Freddie Mac says fixed mortgage interest rates edged lower this week after last week’s slight upswing.
After a slight increase last week, fixed rate mortgage (FRM) mortgage interest rates edged lower for the week ending March 1, 2012. They remain near their 60-year lows, according to Freddie Mac’s Primary Mortgage Market Survey (PMMS).
Thirty-year fixed mortgage interest rates saw the biggest change week-over-week.
Frank Nothaft, vice president and chief economist at Freddie Mac, believes the combination of low home values and mortgage interest rates will further stimulate the housing market:
“Fixed mortgage rates bottomed out in January and February of this year which is helping spur the housing market. For instance, pending existing home sales rose in January to its strongest pace since April 2010 and sales figures for December saw upward revisions,” Nothaft said in a press release Thursday.
“In addition,” Nothaft wrote, “the Federal Reserve noted in its February 29th regional economic review (or Beige Book) that residential real estate activity increased modestly in most of its Districts over the course of January and early February, with several reports of increased home sales.”
Interest rates for the week are as follows:
- Thirty-year FRMs averaged 3.90 percent, down from last week when they averaged 3.95 percent. At the same time last year, 30-year FRM mortgage interest rates averaged 4.87 percent.
- The mortgage interest rates for a 15-year FRM averaged 3.17 percent, down slightly from last week’s average of 3.19 percent. One year ago, the 15-year FRM averaged 4.15 percent.
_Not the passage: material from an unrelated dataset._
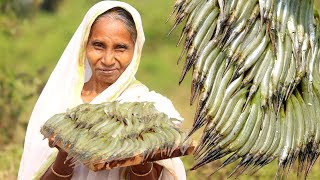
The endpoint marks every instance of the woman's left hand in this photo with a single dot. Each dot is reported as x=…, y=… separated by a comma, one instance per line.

- Five-year Treasury-indexed hybrid adjustable-rate mortgage (ARM) rates saw a slight increase, up to 2.83 percent from last week’s average of 2.80 percent. Last year at the same time, a five-year ARM averaged 3.72 percent.
- One-year treasury-indexed ARM mortgage interest rates averaged 2.72 percent this week, up from last week when it averaged 2.73 percent. At this time last year, the 1-year ARM averaged 3.23 percent.
Despite fixed mortgage interest rates hovering near their 60-year lows, consumers are wary of the vulnerable housing market. Until would-be homebuyers feel the market has stabilized, it’s unlikely we’ll see a massive upswing in home sales – no matter how low the mortgage interest rates.